I love the Cypher System. I’ve enjoyed it since I first dug into the first edition rulebook. It presents a truly unique foundation to tell a story at your gaming table. But not everyone wants to create everything from ground zero, so Monte Cook Games started to release a variety of Campaign Settings that opens the door to amazing new worlds. Unmasked brought us the rising of a new breed of superhero stories. Predation blew me away with a collision of futuristic technology in a prehistoric world. Even other publishers flexed their Cypher System muscles with things like Ravendesk Games’ Vurt. I’ve enjoyed everything Cypher that I’ve opened.
Let me perfectly clear here. Gods of the Fall is far from bad. It’s every bit as high quality as everything else I’ve looked at, I just didn’t love it. I don’t have anything specifically critical to say about it, so I’m going to try to look at the setting more generally and in a positive light.
The first half of the book is naturally dedicated to the setting itself. As it is in any rich mythology, Gods are real and ruled over the world. Then Elanehtar, home of the gods, fell. Literally. It shattered into millions of shards (cyphers) and crashed down into the world like a meteor storm. Life in the Afterworld (as it became called) would never be the same. New gods began to arise. Some real, many not. The player characters are destined for divinity, and their adventures will be their legends.

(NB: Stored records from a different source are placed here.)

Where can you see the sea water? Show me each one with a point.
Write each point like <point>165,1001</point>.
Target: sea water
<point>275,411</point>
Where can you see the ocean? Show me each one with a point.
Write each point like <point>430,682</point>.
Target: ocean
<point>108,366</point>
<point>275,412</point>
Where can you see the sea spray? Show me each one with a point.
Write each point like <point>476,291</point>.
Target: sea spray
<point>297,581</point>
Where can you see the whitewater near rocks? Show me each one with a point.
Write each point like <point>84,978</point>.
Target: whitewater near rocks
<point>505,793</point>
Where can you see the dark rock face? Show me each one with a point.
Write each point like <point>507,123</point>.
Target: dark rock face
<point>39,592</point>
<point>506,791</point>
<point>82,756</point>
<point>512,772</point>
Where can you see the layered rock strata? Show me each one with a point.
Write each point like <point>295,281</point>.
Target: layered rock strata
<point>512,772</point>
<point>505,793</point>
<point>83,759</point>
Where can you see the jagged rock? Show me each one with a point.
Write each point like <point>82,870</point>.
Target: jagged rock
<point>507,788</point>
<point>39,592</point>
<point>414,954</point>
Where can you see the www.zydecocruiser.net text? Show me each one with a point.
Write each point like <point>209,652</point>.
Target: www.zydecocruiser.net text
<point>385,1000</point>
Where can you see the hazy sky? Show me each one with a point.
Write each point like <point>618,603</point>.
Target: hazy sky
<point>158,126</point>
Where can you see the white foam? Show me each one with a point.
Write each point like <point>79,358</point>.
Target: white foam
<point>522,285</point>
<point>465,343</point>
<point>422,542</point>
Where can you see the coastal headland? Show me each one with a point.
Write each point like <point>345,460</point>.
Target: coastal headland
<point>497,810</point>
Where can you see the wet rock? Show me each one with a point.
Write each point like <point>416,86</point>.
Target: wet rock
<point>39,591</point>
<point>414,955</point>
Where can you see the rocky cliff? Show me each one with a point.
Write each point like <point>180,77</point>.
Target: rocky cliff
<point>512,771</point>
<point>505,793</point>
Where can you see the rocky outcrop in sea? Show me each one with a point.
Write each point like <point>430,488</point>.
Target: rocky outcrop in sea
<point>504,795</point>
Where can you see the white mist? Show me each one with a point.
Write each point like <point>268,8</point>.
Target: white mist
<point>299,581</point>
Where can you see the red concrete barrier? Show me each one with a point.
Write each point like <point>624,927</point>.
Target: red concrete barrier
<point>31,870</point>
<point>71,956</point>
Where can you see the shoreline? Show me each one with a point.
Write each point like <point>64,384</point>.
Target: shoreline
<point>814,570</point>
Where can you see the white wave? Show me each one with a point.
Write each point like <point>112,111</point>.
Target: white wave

Of all the locations explored in the book, I have to give a mention to The Five Deeps. Picture this: San Fransisco gets destroyed and buried. Years later adventures explore the now-entombed ruins. Below San Fransisco lies the sunken wrecks of a veritable armada of ships dating back to the Gold Rush of the 1800s. That part is actually real (full credit to Scott Sigler’s novel Nocturnal for learnin’ me that), but what if below that there was another layer of buried something even older, and another deeper still, and another. That’s sort of what The Five Deeps is like.
The latter half of the book is the more mechanical stuff, starting with Character Creation. Cypher characters are always built on a specific description format but in Gods of the Fall that has an additional “divinity clause” at the end. So it becomes “I am an [adjective] [noun] who [verbs], god of [dominion]. Depending on the story that the GM wants to tell, they may not want to tell players to add that final statement until well into a campaign. Similarly, the four character types are built from the base Cypher System types: Champion (Warrior-type), Shaper (Adept-type), Destroyer (Explorer-type), and Saviour (Speaker-type). The rest of character creation flows pretty well as any other Cypher character, with the addition of Dominion Abilities that can draw from any pool of points (including bonuses) that a player may have.
The book closes out with a GM’s Tool Kit that includes a selection of NPCs, Monsters, and Cypher Artifacts. There is also a short adventure called Rite of Spring. The monsters range from “traditional” to unique, but the weirdest by far is the Elf Knight. Whatever vision the words Elf Knight just put into your head, toss it out. “The term ‘elf’ is lost to antiquity in the Afterworld” and I’m not even going to try to describe the monstrosity that bears the term in the cavernous Second Deep.
There is a ton of great stuff in this book. Would I choose to set my game here? Probably not. Would I seek out a game in this setting? Also probably not. But there are definitely things here I might draw from in another setting, or even another game. I didn’t love it, but I’m glad I have the book and got to experience it.